Nick Drnaso’s Sabrina is the first graphic novel to be nominated for the Man Booker Prize. It’s also a beautiful and heartbreaking rendering of the contemporary American psyche and a pointed commentary on how media has allowed conspiracy and paranoia to run absolutely rampant in the absence of answers.
Join Literary Disco‘s Julia, Rider, and Tod as they discuss this very important work, along with the graphic novel’s realistic depiction of the male human body (mostly in underwear), feeling empathy for those with views unlike ours, and a brief tangent on the recent Springsteen on Broadway Netflix special.
From the episode:
Julia Pistell: I was so riveted by how many of these panels [in Sabrina] were about silence, especially the boyfriend [Teddy] sitting alone in a home that isn’t his and not knowing what to do with himself and deciding to listen to this conspiracy theory radio, and how little of this novel is spoken words or thoughts of the character, but just zoomed in on them, isolated.
Tod Goldberg: It touches on the isolation, desperation, malaise, and fear that the American experience has become. And also the interconnectivity that media has allowed conspiracy and paranoia run absolutely rampant in the absence of answers for something that are definitive, chaos and conspiracy always going to be the thing that certain parts of fringe society holds onto.

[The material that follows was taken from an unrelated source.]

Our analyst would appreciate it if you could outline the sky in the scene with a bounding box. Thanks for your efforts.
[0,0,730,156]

Rider Strong: An important part of the art is that it focuses on the body. This people are real, leading boring, banal lives, being naked and being unattractively naked and being depressed and sitting on couches … To be in the presence of another human being wearing a Snuggle is something you don’t plan on, especially something you don’t plan on reading in a comic book, right? That’s the antithesis of comic books. Comic books are supposed to make the visuals exciting, with violence if anything, sex maybe, and supposed to spice up real life and make it the most interesting read you can. This book does the exact opposite. It starts with blank faces, people getting coffee, people carrying their cats from room to room, people starting out of windows, people listening to a radio show. There are like 20 pages of a radio, just a close-up of a radio and a guy naked listening to it. That’s anti-comic book writing.
It is so profound because so much of the message of this book is these people have bodies, these people have lives, they have lovers, they have thoughts, they have friends, they have childhood friends and shitty jobs, and if you take that away from them, if you remove their personhood and physical reality, it is so easy to say they are crisis actors or they are manipulating or lying. We all as a culture, we are so easy to dismiss other human beings. I know I do it on the level of Trump voters. It’s so easy for me to think the average Trump voter as someone I don’t understand, who I have a couple images in my head and it’s out there and I don’t really think about them. And these people lead real lives and everyday experiences and their shitty jobs, and this book is such a little empathy bomb. To say whichever side in any situation, whether it’s a murder that gets politicized in this case or something you’re hearing about on the radio, there’s a human being on the other side of that experience that’s having to live that. That message, I haven’t felt that more in years than I did with this book.